For compatibility with third-party code and for reproducibility, users should largely be free (within reason) to pick the module versions they (believe they) require, modules must not change once installed (and announced), and historic or older module versions should remain functional over time, ideally many years into the future. The NLPL approach to meeting these demands has been to ‘unbundle’ to a high degree, i.e. provision separate add-ons (like Gensim, NumPy, SciPy, TensorFlow, etc.) as individual modules and inasmuch as possible provide each module for multiple base language versions. Abstractly, this design appears adequate and scalable, but module installation needs to be automated further, uniformity across different computing environments improved, and users better guided in navigating the resulting (large) space of only partially interoperable modules.
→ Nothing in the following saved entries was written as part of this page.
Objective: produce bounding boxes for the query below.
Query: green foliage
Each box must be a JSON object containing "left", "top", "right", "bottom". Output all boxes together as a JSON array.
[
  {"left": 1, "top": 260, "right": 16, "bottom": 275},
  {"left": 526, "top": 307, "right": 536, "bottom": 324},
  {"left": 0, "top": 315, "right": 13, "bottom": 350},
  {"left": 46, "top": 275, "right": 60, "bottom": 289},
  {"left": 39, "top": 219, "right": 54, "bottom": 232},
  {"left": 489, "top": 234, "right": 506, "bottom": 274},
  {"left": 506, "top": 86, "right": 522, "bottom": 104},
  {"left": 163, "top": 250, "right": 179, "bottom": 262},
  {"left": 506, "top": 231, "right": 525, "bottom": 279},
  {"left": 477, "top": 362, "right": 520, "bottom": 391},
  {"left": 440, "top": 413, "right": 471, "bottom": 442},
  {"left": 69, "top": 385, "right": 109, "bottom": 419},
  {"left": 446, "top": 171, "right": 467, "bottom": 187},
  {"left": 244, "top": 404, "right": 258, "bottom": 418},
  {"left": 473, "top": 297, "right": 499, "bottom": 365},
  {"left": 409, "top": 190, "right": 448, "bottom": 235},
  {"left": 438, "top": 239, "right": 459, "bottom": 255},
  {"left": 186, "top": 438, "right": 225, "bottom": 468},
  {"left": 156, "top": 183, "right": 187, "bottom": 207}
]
Uniformity across different computing environments, essentially means that the exact same versions of tools (and bundles) are available, and of course that they behave the same on all systems. To accomplish this goal, it may ultimately be necessary to build the complete software stack ‘from the ground up’, i.e. include all dependencies (beyond the core operating system) in the NLPL modules collection. Otherwise, if one were to build on top of a pre-installed Python, for example, it is likely that Python installations will differ (in minor versions, compiler and library versions, optional add-on components, and such) across different systems.

Containerization

So far, NLPL has shied away from using containers, in part simply because of lacking support on some of the target systems (notably Taito), in part because of a concern for reduced transparency from the user point of view. Also, containerizing individual software modules severely challenges modularization: There is no straightforward way to ‘mix and match’ multiple containers into a uniform process environment.

However, provisioning the full NLPL software (and possibly data) environment inside a container may offer some benefits, for example compatibility with cloud environments, increased uniformity across different systems, and potentially longer-term reproducibility. On this view, modularization would obtain within the container, just as it does in the current environments on, for example, Abel, Puhti, Saga, and Taito.

Data

For the NLPL community it is important to have direct access to essential data sets from the command line. A mounted file system is, therefore, the preferred solution at least at the moment with current workflows. NLPL currently tries to synchronise data sets between the Nordic HPC clusters providing a standardised view on data sets with proper versioning for replication purposes. The structure within the root data folder is roughly like this: 'nlpl-activity/dataset-name/optional-subfolder/release'. The release refers to the version or the date of the release. The path is preferably composed of lower-cased plain ASCII characters only but upper-case letters may appear if necessary.

Mirroring the data is currently done via cron-jobs and the master copy of each data set is on one specific server depending on the main responsible person who maintains the resource.

Some datasets are available for external users without HPC access, for example, OPUS parallel data. This is currently done via ObjectStorage and cPouta at CSC. That collection follows the same release structures as the mounted releases and is also in sync with that data.

Goals for NLPL in EOSC: Better streamline the data maintenance and mirroring procedures. Improve data access libraries and tools to make the work with data sets more transparent. Replicability if results is important. Unnecessary data copying and duplication should be avoided. Documentation is essential.